Before covid hit, I was going to a class to teach me how to do the job I’d been doing for over five years already. Forty-five minutes worth of driving to sit in one spot for eight hours and listen to a bunch of higher ups jerk themselves off. I’m sorry, but your choice to advance in a soul-sucking corporation does not mean you actually have something to say.

One of the speakers was this guy in charge of important branch operations. He looks like a douchey version of Anderson Cooper, the type of guy who plays nice to your face and talks shit when you can’t hear him. I learn later on that he has some anger issues that would have gotten him in trouble had his position not come with so much imaginary esteem. I sat right at the front of the class and listened to him drone on about all the wonderful things company name does. His lack of passion and inability to stray too far from his exceedingly ordinary PowerPoint presentation made it a challenge to keep my eyes open.

A couple weeks after the training, during the chaos of panic-buying, I was arranging displayers of way too much Orbit gum onto shelves when he approached me with a doe-eyed young girl. Obvious intern.

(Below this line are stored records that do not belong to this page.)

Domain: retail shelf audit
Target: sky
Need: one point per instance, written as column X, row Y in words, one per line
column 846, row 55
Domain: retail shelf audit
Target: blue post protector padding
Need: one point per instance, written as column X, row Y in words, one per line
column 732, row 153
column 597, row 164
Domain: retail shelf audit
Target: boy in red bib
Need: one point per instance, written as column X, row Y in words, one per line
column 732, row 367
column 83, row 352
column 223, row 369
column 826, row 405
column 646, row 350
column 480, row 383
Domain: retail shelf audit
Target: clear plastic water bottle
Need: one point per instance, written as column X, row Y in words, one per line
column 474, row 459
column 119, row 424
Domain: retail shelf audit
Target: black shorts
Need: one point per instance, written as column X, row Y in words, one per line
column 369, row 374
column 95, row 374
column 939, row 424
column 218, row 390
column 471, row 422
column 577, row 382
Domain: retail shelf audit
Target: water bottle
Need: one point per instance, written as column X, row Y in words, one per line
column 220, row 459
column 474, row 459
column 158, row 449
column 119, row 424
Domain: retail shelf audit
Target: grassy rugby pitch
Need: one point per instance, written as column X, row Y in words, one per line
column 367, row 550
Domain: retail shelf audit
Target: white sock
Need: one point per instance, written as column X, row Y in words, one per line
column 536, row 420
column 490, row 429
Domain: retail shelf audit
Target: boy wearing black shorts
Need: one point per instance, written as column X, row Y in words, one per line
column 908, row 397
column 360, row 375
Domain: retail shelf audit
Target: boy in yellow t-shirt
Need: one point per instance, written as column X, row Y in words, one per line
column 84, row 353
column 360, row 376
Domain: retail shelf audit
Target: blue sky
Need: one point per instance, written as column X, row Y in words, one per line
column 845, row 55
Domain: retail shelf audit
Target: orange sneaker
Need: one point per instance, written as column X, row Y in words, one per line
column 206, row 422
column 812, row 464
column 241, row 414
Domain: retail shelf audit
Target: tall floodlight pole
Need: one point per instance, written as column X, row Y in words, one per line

“Hi, I’m–” he introduced himself, even though I’d just seen him. Even though I’ve met him several times over the past ten years. Instead of introducing myself again I told him it was nice to see him, and immediately turned back to what I was doing. That’s usually about all you get from the guy as a peon.

Unfortunately, he didn’t walk away. He asked me how I was. Instead of lying, I told him I was extremely stressed out. The rash on my hands from spraying 91% alcohol on them due to the lack of hand sanitizer burnt strong. My soul had been repeatedly crushed by the countless customers telling me I was a worthless sack of shit for not personally providing them with the things they thought they needed. Here I was, in the height of covid fear, arranging chewing gum on shelves because of some deadline dreamt up by someone who’d never see the display anyway.

This fucker asks, “Why?”

His total lack of understanding for what had been going on at the store-level for the past few weeks made me want to cry, scream, run up and down the aisles knocking whatever remained on the shelves onto the highly trafficked floors. Instead, I threw my arms up in the air and said, “Oh, I don’t know!” looking all around.

Sir, I should have said, I care as much about you as you do about me. Cut the niceties and take the intern elsewhere. I have nothing to offer you today. The truth is that he didn’t actually give a shit, and was most likely only pretending to so the intern would stick around. I wonder if she did.

It’s that sort of feigned care that I’ve witnessed over and over again that just really, really sucks. There have been a few “suits” who get it, that aren’t afraid to be real humans, who haven’t forgotten what it’s like to work with the public day in and day out. I got along with them just fine, joked around even, felt heard and understood by them even though at the end of the day there wasn’t much they could do to improve things, either.

So, I’ve never been good at networking, or had an interest in doing it here. Because it seemed to me that every opportunity I’ve had to do so was filled with people who either were fake themselves or met enough fake people along the way that they believed you had to be like that to get ahead. I guess fuck me for wanting to have meaningful, memorable interactions with actual human beings.

I did spend quite a bit of time at that training speaking to a man who had a pet duck. He showed me videos of the duck eating cornflakes out of a cereal bowl, wading around a full bathtub, and snuggling up on the guy’s chest to watch television with him. I learned that male mallard ducks sometimes lose their color in captivity, lacking the traditional markings without females to impress. They also have really weird penises, which I already knew for whatever reason.